Stocks Were Potentially Due for a Pullback

The S&P 500 had a big rally before the disease appeared. In the 15-week period between October 7 and January 17, the index fell only twice.

Increased optimism about the global economy — especially China — helped spur the buying. But now that the Asian country’s restricting travel and quarantining cities, that entire catalyst is at risk.

It’s a Busy Week Aside from Coronavirus

Even without the disease, it was already going to be very busy week for news and events. The market’s biggest companies report earnings and the Federal Reserve has a meeting:

  • Tuesday: Apple (AAPL), the most valuable U.S. company by market cap, issues results after the closing bell.
  • Wednesday: The Fed issues its monetary statement and has a press conference. Don’t be surprised if Chairman Jerome Powell implies interest rates will stay low, or even be cut, if coronavirus hurts the economy. Microsoft (MSFT), the second most valuable company by market cap, reports earnings after the closing bell.
  • Thursday: Gross domestic product (GDP), an important economic report, is due in the premarket. Amazon.com (AMZN), the fourth most valuable company, releases its numbers in the postmarket.

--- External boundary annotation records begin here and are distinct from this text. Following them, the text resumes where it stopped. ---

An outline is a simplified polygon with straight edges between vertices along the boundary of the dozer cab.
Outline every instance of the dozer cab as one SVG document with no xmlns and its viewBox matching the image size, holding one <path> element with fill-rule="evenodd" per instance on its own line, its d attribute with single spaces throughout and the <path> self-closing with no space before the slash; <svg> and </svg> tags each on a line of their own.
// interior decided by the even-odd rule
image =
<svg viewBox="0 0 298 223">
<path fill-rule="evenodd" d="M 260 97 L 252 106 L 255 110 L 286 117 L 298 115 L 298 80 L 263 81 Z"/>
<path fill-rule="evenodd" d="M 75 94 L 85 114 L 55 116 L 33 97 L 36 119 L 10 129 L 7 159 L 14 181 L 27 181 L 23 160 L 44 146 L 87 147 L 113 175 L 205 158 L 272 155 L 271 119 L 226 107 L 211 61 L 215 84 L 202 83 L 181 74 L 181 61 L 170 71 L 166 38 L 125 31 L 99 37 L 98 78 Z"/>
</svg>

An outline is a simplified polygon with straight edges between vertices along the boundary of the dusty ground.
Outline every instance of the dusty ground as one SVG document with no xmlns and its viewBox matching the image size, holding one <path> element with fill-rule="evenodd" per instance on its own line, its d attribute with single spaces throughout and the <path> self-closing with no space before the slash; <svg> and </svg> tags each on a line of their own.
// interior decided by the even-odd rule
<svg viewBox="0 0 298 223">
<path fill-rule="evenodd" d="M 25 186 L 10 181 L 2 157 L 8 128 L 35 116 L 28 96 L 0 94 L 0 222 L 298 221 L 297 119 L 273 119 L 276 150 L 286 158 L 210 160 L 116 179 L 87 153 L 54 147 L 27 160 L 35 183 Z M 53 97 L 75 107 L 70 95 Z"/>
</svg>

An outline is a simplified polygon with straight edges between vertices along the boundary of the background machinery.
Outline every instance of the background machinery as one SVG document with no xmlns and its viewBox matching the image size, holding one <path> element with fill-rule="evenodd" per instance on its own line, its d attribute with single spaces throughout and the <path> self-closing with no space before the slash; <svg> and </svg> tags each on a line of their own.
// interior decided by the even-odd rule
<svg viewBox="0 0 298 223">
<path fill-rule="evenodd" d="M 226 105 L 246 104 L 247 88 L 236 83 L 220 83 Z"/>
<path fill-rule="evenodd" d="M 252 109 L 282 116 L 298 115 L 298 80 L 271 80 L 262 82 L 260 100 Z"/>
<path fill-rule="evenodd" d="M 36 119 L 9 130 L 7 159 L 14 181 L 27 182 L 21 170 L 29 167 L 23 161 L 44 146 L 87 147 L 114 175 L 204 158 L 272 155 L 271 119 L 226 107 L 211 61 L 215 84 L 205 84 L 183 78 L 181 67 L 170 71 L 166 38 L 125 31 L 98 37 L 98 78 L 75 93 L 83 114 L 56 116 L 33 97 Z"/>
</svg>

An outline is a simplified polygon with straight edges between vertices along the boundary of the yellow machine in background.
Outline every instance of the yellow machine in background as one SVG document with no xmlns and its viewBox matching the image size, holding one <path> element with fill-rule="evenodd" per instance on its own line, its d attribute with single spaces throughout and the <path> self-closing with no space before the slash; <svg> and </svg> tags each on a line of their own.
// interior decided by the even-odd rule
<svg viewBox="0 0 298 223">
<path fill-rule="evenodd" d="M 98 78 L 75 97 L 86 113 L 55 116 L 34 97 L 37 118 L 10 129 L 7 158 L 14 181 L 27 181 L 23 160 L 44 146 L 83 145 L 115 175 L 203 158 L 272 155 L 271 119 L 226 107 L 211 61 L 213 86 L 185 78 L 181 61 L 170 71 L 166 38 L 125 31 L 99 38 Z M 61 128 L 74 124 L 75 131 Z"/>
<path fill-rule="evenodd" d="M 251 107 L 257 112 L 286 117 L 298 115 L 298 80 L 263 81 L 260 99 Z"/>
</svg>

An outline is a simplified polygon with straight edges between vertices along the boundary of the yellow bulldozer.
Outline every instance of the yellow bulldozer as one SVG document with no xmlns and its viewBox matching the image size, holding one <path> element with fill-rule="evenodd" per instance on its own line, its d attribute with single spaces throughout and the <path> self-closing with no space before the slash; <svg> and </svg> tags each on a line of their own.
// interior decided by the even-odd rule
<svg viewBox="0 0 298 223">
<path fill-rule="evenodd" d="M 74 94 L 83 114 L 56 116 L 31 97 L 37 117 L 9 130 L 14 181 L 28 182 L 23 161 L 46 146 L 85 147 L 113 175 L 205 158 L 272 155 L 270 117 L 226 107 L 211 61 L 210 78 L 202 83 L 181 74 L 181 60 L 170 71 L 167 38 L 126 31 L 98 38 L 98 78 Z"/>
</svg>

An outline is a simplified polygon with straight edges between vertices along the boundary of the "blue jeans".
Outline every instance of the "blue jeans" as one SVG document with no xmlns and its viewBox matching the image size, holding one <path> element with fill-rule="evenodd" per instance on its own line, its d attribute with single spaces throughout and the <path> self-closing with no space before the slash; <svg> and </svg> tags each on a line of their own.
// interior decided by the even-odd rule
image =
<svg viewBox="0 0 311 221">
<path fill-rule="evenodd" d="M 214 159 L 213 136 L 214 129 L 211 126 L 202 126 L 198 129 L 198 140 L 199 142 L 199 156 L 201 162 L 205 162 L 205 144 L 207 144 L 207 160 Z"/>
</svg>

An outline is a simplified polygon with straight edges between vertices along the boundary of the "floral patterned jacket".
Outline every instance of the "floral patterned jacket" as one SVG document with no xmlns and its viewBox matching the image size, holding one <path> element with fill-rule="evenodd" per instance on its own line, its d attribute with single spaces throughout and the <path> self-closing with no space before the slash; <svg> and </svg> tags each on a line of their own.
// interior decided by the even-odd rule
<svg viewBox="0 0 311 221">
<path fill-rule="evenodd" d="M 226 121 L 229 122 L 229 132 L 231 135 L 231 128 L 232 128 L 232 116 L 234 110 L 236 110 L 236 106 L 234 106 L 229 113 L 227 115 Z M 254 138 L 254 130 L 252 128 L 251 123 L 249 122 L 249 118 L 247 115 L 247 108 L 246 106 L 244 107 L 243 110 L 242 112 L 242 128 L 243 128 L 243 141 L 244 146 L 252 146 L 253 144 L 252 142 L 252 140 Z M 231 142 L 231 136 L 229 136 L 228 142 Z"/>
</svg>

‘Risk On’ Stocks Are Falling

As Market Insights has highlighted in the past, investors often view stocks as “risk-on” or “risk-off.” Risk on includes energy, financials, industrials, small caps and emerging markets. They often benefit from a stronger economy and struggle when growth slows.

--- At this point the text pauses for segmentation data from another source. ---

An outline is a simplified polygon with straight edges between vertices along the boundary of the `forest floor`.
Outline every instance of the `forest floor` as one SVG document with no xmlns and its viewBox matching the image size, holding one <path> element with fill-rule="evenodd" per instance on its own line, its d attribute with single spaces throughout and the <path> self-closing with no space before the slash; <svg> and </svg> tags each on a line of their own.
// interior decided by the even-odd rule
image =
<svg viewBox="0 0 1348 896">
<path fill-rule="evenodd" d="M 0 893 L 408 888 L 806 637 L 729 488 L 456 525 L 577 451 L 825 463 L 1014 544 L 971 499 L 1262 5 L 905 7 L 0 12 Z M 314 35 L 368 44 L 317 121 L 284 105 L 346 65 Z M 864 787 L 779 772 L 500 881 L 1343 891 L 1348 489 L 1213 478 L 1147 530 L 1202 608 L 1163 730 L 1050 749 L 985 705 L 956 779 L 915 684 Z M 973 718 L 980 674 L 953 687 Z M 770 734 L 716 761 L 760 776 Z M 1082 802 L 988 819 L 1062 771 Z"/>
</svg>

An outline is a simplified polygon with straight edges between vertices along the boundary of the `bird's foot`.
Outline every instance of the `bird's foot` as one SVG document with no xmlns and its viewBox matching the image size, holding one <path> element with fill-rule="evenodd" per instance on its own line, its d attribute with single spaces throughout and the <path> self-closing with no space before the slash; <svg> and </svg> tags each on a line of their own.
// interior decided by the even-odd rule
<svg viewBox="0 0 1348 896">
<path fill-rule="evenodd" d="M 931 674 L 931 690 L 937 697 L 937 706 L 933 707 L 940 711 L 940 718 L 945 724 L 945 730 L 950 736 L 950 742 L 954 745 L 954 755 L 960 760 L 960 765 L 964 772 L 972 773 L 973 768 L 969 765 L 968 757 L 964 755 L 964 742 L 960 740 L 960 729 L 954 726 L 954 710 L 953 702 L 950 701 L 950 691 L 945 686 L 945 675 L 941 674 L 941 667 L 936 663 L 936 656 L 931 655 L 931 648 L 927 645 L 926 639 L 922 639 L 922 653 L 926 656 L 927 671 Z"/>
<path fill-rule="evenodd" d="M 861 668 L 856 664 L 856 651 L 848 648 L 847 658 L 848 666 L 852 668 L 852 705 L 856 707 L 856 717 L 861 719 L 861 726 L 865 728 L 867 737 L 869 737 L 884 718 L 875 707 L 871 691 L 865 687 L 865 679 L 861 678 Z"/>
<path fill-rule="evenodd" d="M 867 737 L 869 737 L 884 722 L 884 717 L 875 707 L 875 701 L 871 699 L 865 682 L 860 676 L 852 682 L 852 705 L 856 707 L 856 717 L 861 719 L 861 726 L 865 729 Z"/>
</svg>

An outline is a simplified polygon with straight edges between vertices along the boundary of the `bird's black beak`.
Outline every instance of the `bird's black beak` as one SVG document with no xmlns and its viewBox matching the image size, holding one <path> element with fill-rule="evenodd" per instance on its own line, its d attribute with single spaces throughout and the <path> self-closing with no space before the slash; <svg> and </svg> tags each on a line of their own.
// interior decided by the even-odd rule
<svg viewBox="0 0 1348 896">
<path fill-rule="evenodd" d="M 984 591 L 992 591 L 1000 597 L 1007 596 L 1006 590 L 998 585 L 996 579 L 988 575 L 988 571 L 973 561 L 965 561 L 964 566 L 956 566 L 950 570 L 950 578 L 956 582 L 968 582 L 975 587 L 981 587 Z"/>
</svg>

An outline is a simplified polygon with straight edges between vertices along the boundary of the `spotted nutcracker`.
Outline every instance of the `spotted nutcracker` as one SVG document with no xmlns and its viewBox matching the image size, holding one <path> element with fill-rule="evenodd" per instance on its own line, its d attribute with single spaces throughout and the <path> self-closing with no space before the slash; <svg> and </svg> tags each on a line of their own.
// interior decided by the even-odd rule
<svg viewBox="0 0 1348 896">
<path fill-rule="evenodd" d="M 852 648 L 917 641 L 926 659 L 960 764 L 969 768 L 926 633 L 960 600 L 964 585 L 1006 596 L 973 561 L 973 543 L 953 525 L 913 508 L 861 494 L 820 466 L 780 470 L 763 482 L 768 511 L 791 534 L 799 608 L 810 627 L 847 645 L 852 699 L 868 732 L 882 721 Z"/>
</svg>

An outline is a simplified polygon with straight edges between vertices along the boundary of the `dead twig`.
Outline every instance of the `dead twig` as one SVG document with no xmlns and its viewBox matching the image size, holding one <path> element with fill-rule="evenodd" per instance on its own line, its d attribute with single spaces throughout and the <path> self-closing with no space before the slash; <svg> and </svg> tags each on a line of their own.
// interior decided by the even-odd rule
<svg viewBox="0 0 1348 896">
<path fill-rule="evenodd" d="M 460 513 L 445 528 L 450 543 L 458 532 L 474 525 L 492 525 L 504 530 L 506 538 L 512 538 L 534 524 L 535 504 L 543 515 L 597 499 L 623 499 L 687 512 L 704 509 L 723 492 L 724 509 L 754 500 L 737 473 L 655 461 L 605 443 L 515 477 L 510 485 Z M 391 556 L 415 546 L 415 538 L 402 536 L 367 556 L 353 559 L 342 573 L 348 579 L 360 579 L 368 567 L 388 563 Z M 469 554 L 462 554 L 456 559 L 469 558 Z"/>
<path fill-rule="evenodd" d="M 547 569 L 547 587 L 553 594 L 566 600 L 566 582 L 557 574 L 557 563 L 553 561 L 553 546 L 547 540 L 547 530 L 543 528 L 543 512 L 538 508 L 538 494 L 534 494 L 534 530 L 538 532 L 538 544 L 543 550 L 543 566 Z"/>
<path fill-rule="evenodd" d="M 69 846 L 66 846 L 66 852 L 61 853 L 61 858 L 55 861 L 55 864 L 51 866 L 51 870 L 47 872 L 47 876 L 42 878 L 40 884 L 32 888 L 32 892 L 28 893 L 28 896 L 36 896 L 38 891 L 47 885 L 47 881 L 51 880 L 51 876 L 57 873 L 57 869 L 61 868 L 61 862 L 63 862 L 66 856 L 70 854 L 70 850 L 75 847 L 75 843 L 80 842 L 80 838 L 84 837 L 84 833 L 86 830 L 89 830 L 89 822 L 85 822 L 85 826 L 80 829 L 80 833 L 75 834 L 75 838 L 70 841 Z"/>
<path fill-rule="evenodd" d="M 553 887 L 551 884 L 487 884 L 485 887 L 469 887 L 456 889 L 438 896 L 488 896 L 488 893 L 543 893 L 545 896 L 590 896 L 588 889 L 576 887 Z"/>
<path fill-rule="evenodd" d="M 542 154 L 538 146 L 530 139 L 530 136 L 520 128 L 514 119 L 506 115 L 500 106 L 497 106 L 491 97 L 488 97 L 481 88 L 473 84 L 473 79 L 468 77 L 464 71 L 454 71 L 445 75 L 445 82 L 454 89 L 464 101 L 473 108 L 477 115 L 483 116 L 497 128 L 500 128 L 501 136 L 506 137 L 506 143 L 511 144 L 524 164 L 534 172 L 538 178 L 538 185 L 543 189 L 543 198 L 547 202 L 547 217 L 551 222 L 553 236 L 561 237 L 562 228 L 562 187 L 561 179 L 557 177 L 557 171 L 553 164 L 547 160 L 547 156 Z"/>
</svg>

Chinese stocks are leading the correction — not a huge surprise. However many of these companies, like Alibaba (BABA), Nio (NIO) and Luckin Coffee (LK), were surging just a few weeks ago. When should traders step in to buy the pullbacks? That could be the most important question this week.

Luckin Coffee (LK) chart, with 50-day moving average.
Luckin Coffee (LK) chart, with 50-day moving average.

Energy companies, already struggling with a glut of inventory, are falling on the additional risk of travel demand in the world’s biggest country. Should investors buy the pullback, or position for deeper slides in this sector? That’s another big question in coming weeks.

Bitcoin, Housing and Gold Are Up

“Safe havens” include bonds and precious metals like gold and silver. These benefit from lower interest rates and risk-aversion. They could also be active around the Fed meeting on Wednesday.

Bitcoin (BTC) has also been climbing as the coronavirus outbreak worsens. The world’s biggest cryptocurrency has muscled its way higher since late December as investors prepare for “halving” in May. That will reduce the supply of new tokens. Similar events in the past have lifted prices.

Altcoins like Ethereum (ETH) and Bitcoin Cash (BCH) are rising even more quickly than BTC. That kind of price action in the past has also been positive for cryptos.

Finally, housing stocks just broke out to new highs. They could actually benefit from coronavirus because mortgage rates could fall as bond prices rally.

‘Coronavirus Stocks’

When a new catalyst hits the market, traders often identify a handful of stocks as beneficiaries. These currently include:

  • Alpha Pro Tech (APT): A small Canadian company making protective gear like medical face masks, lab coats and coveralls.
  • Novavax (NVAX): A developer of vaccines for infectious diseases.
  • Inovio (INO): Another vaccine company.

At times of panic they can detach themselves from fundamentals and become pure trading vehicles — rallying or falling one headline at a time. Investors might want to remember how speculative they are. Also, once the buzz passes, don’t be surprised if they quickly fade from view.

In conclusion, coronavirus has quickly become a major story. It’s not clear how much worse it will get, and we have no idea of its timeline. However, some basic patterns have already emerged. Hopefully this post helps you prepare for what could be a volatile and active week in the stock market.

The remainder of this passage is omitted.